Передо мной сидела маленькая, миниатюрная женщина с приятной картавостью. С неожиданным взлетом рук к волосам и чуть приподнятым подбородком, с какой-то особенной зябкостью – не физической, а душевной, будто бы нелюдимостью, но на самом деле – с иной, более сложной общностью с людьми.
В начале работы (когда роль не сделана, когда перед тобой «белый лист», когда не знаешь, за что ухватиться, и пристаешь к знакомым: «Ну придумайте мне какую-нибудь привычку», потому что иногда от какого-то жеста, поворота головы, от детали костюма оживает роль) я, естественно, за все бы это схватилась: и за картавость, и за взлет рук, и за угловатую манеру сидеть бочком на диване, и за многое другое, что характерно и естественно в Ольге Федоровне и противопоказано мне.
Я свою героиню искала в ее стихах и заметках, в схожести биографий. Ведь при всей разности биографий наших поколений можно найти и что-то общее, одинаково волнующее, тревожащее. Я искала свою героиню в себе, в своем настоящем, в своих раздумьях о жизни, в воспоминаниях детства. У нее – голодное детство с сестрой Муськой в Угличе, у меня – с моей двоюродной сестрой в эвакуации во Владимире.
Мы очень голодали во время войны: я помню, как мы сидим с моей бабушкой, сестрой и несколькими беженцами за столом перед Новым годом. На столе картошка, сухари и гнилая свекла. Мы с сестрой не знали вкуса пирожных, но слышали про них и всё допытывались у гостей, какие они и кто их ел. И вдруг мы почувствовали, что мы едим какие-то очень вкусные вещи, похожие на пряники и орехи. Я не знаю, что тогда произошло, может быть, среди беженцев сидел гипнотизер и он пожалел нас, может быть, мы так поверили в свою игру, но я до сих пор помню ощущение счастья от несбыточного в тот вечер. Я это чувство часто вспоминала в работе на «Дневных звездах», в сценах, где вот так же чудесно и необъяснимо, словно из небытия, из сказки, – рождаются стихи.

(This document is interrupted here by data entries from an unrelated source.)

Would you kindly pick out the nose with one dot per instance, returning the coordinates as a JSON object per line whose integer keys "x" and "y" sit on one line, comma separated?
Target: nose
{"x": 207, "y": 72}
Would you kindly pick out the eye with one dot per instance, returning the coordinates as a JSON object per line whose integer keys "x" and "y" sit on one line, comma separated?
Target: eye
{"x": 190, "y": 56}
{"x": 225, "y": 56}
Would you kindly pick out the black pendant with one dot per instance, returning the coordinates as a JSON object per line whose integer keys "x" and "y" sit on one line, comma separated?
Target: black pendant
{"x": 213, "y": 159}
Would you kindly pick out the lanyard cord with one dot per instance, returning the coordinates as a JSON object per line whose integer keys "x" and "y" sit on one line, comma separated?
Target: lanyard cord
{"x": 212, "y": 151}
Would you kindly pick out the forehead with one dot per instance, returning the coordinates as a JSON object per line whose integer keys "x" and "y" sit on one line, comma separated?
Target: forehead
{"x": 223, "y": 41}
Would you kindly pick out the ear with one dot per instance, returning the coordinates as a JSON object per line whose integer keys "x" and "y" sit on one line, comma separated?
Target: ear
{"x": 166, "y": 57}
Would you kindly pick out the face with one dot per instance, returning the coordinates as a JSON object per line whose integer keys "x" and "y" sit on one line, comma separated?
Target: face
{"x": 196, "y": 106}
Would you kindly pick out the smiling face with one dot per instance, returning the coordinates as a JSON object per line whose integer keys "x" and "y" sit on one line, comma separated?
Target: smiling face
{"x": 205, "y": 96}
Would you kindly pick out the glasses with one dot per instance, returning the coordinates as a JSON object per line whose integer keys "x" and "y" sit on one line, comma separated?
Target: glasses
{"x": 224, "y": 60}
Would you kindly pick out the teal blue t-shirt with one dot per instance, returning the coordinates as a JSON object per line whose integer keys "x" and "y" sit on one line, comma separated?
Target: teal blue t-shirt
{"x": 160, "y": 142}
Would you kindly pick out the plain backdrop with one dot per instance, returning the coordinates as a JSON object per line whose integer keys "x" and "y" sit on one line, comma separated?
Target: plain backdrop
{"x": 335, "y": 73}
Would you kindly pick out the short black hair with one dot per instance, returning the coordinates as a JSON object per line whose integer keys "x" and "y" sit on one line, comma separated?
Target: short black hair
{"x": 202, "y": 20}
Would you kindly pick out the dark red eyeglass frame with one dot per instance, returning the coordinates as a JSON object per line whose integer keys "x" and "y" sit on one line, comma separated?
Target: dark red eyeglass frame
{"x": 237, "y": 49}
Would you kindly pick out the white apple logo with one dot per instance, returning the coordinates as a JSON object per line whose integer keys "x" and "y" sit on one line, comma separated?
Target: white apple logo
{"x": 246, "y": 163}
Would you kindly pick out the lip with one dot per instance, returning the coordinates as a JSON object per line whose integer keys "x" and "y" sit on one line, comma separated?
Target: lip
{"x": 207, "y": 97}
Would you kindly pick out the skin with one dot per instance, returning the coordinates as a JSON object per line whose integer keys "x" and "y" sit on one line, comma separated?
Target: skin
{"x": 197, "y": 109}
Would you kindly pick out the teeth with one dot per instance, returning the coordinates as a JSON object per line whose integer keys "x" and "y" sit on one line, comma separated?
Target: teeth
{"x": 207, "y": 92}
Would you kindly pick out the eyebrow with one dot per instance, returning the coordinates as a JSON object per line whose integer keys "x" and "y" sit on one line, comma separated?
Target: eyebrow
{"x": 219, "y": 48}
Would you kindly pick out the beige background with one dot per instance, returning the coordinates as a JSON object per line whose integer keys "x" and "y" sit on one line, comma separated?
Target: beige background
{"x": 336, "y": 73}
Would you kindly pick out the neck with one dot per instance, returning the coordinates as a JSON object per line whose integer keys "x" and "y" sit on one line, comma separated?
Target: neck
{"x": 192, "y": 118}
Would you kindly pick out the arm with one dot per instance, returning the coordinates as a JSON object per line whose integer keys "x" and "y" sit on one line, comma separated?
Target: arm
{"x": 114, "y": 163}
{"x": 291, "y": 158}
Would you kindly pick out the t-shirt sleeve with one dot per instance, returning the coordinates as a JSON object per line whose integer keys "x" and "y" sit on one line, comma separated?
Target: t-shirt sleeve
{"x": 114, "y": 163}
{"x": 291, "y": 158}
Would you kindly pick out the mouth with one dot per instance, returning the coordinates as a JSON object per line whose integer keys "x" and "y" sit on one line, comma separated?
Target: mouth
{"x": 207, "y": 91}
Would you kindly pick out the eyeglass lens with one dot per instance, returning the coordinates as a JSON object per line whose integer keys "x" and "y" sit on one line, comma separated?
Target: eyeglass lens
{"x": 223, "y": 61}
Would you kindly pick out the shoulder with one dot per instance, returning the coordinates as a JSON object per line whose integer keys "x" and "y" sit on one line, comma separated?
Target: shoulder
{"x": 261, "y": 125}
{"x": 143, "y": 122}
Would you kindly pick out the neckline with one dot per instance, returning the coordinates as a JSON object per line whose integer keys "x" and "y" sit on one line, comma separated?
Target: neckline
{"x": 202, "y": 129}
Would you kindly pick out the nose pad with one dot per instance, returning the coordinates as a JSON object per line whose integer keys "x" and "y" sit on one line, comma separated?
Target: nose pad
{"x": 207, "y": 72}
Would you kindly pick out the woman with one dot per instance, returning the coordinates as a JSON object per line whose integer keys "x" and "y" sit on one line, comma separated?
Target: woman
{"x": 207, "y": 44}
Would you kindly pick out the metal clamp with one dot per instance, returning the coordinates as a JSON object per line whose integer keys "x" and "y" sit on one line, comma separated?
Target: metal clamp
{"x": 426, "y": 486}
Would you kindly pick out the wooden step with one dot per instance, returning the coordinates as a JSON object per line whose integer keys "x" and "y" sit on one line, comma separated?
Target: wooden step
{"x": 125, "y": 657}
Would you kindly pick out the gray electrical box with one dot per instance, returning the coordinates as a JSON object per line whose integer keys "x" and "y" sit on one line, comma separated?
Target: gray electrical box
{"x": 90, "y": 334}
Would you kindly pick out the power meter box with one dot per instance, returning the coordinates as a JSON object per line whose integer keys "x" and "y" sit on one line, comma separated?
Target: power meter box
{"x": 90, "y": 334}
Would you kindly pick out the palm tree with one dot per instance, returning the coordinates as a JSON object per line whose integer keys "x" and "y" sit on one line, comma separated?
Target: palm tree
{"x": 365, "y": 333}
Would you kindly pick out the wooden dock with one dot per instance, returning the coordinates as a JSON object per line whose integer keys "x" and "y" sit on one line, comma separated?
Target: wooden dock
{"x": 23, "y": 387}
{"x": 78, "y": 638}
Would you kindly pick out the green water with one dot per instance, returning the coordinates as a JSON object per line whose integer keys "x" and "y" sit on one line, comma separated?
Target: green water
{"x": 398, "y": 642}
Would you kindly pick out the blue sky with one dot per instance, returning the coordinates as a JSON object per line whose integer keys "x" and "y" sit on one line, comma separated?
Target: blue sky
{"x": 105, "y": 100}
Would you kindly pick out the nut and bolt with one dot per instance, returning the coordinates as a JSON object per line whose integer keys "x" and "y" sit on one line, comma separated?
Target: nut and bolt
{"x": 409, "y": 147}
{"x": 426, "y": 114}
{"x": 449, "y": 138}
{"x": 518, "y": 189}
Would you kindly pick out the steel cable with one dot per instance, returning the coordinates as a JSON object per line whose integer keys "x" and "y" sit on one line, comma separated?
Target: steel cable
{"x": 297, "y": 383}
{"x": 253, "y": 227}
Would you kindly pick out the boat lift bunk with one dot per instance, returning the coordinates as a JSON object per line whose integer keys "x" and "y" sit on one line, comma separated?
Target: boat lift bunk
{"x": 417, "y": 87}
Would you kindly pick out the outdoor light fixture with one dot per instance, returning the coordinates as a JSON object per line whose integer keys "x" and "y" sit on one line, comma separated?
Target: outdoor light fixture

Рождение поэтических образов… Как это играть? Мы впервые с этим столкнулись. Я все донимала Таланкина: вот в сцене, когда в моей блокадной квартире появляется Муська из детства и протягивает мне красное яблоко, – я его ощущаю как галлюцинацию или как реальность?
– Как реальность, – отвечал Таланкин.
– Оно пахнет яблоком?
– Конечно.
– Но откуда вдруг у меня возникает это ощущение реальности?
– Не знаю. Как появляются стихи.
Да, действительно, я очень реально вижу Муську… Лестницу, по которой мы с ней спускаемся… но каждая ступенька – как шаг в пропасть: не знаю, есть там опора или нет. Есть! Дальше. Дух захватывает… Открываются зимние двери подъезда, а за ними – счастье – зеленый луг детского Углича, и на нем я и Муська…
Помните у Блока:
Снимается сцена на пароходе. Постаревшая, поседевшая Ольга, уже известный поэт, едет в Углич. Шлюз. Ольга стоит, опершись о корму, и смотрит, как постепенно мокрая серая стена шлюза становится все выше, выше… – и переходит в такую же мокрую стену камеры, где лежит Ольга и разговаривает с доктором Солнцевым. А потом – опять резкий возврат в действительность: на палубе молодежь твистует под громкоговоритель: «Будет солнце, будет вьюга, будет…» Что это – наплыв воспоминаний? Нет. Стихи.
Задача была трудная. Нужно было сыграть не просто роль, трудную, с тонкими внутренними психологическими переходами многосложного состояния, – нужно было показать поток сознания героини. Заставить зрителя проникнуть в душевный мир поэта в минуты вдохновения и творческого озарения. Связать настоящее с прошлым, личное с общественным. Словом, через жизнь поэта показать вехи времени, когда трагедия личной судьбы сопрягается с трагедией исторической. Проникнуть в высокую сферу философских размышлений, проследить путь поэта от детских стихов до «колокола на башне вечевой».